# How do you solve abs(x+10)=4x-8?

Aug 2, 2015

$x = 6$

#### Explanation:

Your absolute value equation looks like this

$| x + 10 | = 4 x - 8$

Right from the start, you know that the solutions to this equation must satisfy the condition

$4 x - 8 > 0 \iff x > 2$

That happens because the absolute value of a number, regardlesss if that number is positive or negative, is always positive.

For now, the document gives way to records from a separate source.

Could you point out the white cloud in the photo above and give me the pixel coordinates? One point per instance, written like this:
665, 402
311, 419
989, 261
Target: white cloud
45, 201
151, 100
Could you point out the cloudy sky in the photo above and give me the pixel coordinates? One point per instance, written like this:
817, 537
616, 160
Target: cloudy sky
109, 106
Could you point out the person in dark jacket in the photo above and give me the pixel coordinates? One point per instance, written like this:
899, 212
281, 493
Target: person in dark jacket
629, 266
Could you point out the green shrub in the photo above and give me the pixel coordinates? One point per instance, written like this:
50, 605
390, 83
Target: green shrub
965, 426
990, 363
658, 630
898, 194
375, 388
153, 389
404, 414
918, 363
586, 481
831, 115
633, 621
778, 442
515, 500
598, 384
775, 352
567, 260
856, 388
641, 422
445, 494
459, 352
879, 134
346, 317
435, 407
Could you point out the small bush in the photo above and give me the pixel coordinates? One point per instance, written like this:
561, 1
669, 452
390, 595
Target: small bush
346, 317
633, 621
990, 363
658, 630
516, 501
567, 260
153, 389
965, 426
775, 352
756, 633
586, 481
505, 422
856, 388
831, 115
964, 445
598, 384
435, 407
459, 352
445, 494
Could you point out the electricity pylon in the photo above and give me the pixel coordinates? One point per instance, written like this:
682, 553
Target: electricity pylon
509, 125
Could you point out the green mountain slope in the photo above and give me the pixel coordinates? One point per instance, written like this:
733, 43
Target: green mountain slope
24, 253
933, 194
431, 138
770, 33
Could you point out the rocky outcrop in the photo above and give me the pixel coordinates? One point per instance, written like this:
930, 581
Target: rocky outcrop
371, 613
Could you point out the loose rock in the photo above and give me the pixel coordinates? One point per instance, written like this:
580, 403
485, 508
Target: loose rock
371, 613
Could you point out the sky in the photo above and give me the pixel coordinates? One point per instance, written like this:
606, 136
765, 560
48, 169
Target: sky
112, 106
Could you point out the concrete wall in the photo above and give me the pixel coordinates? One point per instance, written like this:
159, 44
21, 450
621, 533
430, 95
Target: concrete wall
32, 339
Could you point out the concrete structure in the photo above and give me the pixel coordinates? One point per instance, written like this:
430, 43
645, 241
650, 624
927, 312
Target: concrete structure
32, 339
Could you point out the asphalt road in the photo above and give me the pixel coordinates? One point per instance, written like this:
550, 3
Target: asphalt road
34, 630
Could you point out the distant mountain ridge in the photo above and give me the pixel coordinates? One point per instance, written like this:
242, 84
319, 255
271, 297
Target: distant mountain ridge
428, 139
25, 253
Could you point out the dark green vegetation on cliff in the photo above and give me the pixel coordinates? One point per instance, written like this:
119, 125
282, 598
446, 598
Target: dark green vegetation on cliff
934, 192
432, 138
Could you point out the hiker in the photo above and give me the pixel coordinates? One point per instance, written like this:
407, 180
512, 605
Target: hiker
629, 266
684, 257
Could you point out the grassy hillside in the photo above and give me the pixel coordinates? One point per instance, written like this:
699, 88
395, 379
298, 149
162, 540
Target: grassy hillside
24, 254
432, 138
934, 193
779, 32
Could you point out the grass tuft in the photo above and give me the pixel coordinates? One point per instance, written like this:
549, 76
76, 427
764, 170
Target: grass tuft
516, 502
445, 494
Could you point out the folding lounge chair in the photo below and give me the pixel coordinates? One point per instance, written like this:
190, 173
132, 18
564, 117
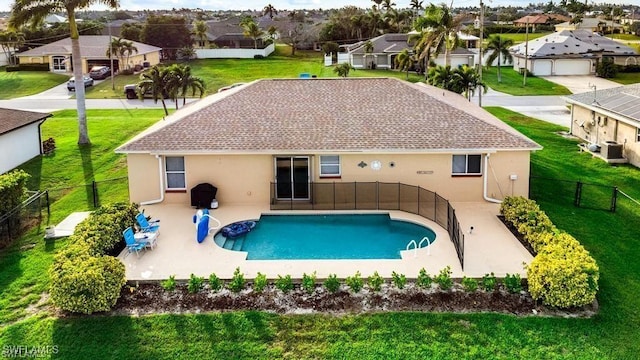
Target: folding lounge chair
132, 244
146, 226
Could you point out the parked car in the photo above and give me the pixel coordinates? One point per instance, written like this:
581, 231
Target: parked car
99, 72
71, 84
131, 92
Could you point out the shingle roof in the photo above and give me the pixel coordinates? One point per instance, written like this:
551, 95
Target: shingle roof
91, 46
623, 100
14, 119
317, 115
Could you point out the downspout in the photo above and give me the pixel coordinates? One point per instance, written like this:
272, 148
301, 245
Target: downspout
484, 181
161, 199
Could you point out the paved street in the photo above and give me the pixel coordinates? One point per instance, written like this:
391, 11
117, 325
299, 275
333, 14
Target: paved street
548, 108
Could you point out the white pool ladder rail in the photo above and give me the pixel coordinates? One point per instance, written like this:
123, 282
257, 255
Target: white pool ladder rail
417, 246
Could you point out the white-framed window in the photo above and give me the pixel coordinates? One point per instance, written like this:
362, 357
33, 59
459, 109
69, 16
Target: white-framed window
175, 173
330, 165
466, 165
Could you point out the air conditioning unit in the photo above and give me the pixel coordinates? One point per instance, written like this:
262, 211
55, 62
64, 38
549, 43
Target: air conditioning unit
611, 150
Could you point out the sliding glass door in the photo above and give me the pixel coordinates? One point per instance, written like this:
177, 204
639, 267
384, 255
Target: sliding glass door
292, 177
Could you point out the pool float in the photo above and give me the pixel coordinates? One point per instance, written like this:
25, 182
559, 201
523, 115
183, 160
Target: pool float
238, 229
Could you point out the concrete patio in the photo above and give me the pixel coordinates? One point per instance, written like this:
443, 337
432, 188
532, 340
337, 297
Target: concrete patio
490, 247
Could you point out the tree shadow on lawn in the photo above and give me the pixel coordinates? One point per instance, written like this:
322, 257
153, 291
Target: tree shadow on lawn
227, 335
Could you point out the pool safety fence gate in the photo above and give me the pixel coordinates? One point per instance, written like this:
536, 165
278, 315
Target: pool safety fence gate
27, 214
373, 196
581, 194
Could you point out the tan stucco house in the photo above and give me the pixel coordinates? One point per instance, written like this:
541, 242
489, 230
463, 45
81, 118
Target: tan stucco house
609, 118
20, 137
300, 132
93, 49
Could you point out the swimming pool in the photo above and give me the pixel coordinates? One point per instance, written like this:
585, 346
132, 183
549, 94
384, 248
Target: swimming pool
330, 236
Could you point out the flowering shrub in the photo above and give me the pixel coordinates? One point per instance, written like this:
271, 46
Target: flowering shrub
563, 274
83, 278
87, 284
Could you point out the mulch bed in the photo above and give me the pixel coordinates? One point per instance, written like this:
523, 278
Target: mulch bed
151, 298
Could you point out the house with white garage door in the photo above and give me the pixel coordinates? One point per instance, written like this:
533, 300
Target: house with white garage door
568, 52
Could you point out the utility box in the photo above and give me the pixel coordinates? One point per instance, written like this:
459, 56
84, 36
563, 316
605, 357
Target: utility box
203, 196
611, 150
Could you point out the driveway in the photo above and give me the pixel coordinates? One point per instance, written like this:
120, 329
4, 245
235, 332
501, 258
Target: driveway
582, 83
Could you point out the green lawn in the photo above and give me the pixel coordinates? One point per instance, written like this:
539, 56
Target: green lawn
512, 83
218, 73
22, 83
610, 237
627, 78
627, 37
520, 38
23, 274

$\textcolor{b l u e}{| a | = \left\{\begin{matrix}a \text{ & " & "if " a>=0 \\ -a" & " & "if } a < 0\end{matrix}\right.}$

So, with this in mind, determine the equation's two possible solutions

• If $\left(x + 10\right) > 0$, you have

$| x + 10 | = x + 10$

and the equation becomes

$x + 10 = 4 x - 8 \implies x = \frac{18}{3} = \textcolor{g r e e n}{6}$

• If $\left(x + 10\right) < 0$, you have

$| x + 10 | = - \left(x + 10\right) = - x - 10$

This will get you

$- x - 10 = 4 x + 8 \implies x = \textcolor{red}{- \frac{18}{5}}$

This solution, $x = - \frac{18}{5}$, will be an extraneous solution because it does not satisfy the contion $x > 2$.

Therefore, $x = 6$ is the only solution to this equation.